In the beginning, it’s easy to see how the adventure will never end. The surroundings are stunning, the work plentiful, and an instant circle of friends is available without effort – largely because they are all in the same travelers boat. Expats move around in their millions all over the world, often to finish a TEFL course and try their hand at teaching English. But according to many hopeful travelers, sooner or later reality tracks you down and throws you the ultimatum – stay forever or start making tracks.

The “three year rule” apparently means that there is a cut off point to an expats adventure, when he or she learns that this is no longer a gap year but life. Many fall in love and marry a local, some manage to scramble their way out of the teaching society and make their way on a more professional path. Others find themselves the last ones standing after their expat family has moved on, and eventually have to accept defeat.

“I really think the three year rule exists” said Sophie, 25, from Yorkshire, England. “People either decide to go long haul and really settle here, or they run out of resources and are forced to leave. It’s very hard to make long term friendships because people are constantly on the go. It gets too much after a while. It gets lonely. Sooner or later everyone is gone and no matter how much you love a place, it’s time to go.”

Terry Constable, a family woman in her late 50s, moved to Prague from the USA in 2010 – not for a naïve expats adventure, but for business. Her husband was relocated by his company, so they set off along with their pet pug, and hoped for the best.

“I think one main reason for going home is that often people (if you’re older) have family members back in their homeland who are elderly and they feel a responsibility to be a bit nearer to them. Two of our parents are still alive, in their 80s and so time spent with them is precious.

She added: “Perhaps, for other people, they tried to make a go of it in the Czech Republic but found it difficult or couldn’t get the right visa. It is a problem for Americans.”

Terry described how going back did not automatically mean settling back in: “Upon returning to the US in July 2012, I’ve found it very difficult to become re-absorbed in where I live again. I’ve gone through the various stages of re-patriation and have found myself in a lengthened grieving period. It’s getting better now but often I remember Prague as a dream.”
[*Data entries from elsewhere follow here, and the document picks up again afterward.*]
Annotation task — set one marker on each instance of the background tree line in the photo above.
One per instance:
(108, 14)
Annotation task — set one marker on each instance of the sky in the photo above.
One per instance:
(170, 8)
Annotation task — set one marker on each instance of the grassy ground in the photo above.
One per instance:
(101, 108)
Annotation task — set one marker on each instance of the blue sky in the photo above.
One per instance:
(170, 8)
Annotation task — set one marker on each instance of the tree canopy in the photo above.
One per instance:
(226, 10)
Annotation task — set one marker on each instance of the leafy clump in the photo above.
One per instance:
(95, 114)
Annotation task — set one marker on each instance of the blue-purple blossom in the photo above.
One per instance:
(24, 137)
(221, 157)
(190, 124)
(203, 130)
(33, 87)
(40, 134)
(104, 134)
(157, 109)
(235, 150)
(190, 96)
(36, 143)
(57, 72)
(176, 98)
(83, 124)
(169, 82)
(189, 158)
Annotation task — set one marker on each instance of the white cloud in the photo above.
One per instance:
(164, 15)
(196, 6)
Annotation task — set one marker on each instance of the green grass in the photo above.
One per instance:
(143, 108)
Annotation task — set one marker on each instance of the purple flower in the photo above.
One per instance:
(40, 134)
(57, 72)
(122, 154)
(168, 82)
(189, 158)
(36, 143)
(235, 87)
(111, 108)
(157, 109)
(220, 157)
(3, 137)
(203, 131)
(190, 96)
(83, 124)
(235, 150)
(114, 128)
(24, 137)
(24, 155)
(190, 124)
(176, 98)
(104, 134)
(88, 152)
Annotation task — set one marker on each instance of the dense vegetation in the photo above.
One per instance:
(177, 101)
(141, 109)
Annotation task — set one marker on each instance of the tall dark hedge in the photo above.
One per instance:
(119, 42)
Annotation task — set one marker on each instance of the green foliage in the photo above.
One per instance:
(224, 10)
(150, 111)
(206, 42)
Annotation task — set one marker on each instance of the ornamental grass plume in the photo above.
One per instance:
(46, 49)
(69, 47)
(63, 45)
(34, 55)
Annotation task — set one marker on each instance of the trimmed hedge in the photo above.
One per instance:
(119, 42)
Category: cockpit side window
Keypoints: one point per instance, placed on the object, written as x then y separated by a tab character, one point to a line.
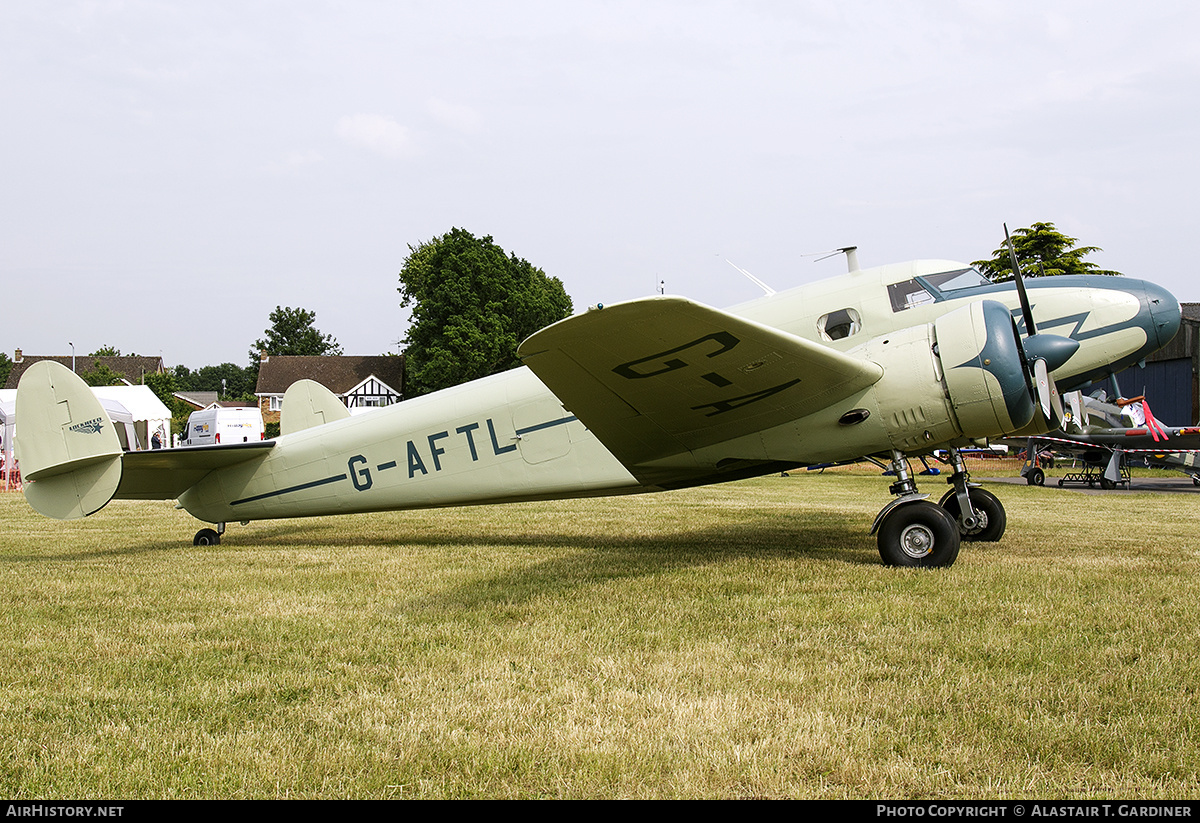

Paul Edwards, from Cornwall, moved 115km East of Prague to Hradec Kralove. He now has a 16-month old son with a Czech woman. He said: “It’s true that expats are faced with the three year rule. I think without my son I would have gone a long time ago. It’s simple really, people either settle down here, have families and buy their own furniture, or they stay floating without responsibilities and end up leaving. Without obligations and responsibilities their stay starts to lose meaning. They have a breaking point, and eventually need to search elsewhere for whatever it is they are looking for.”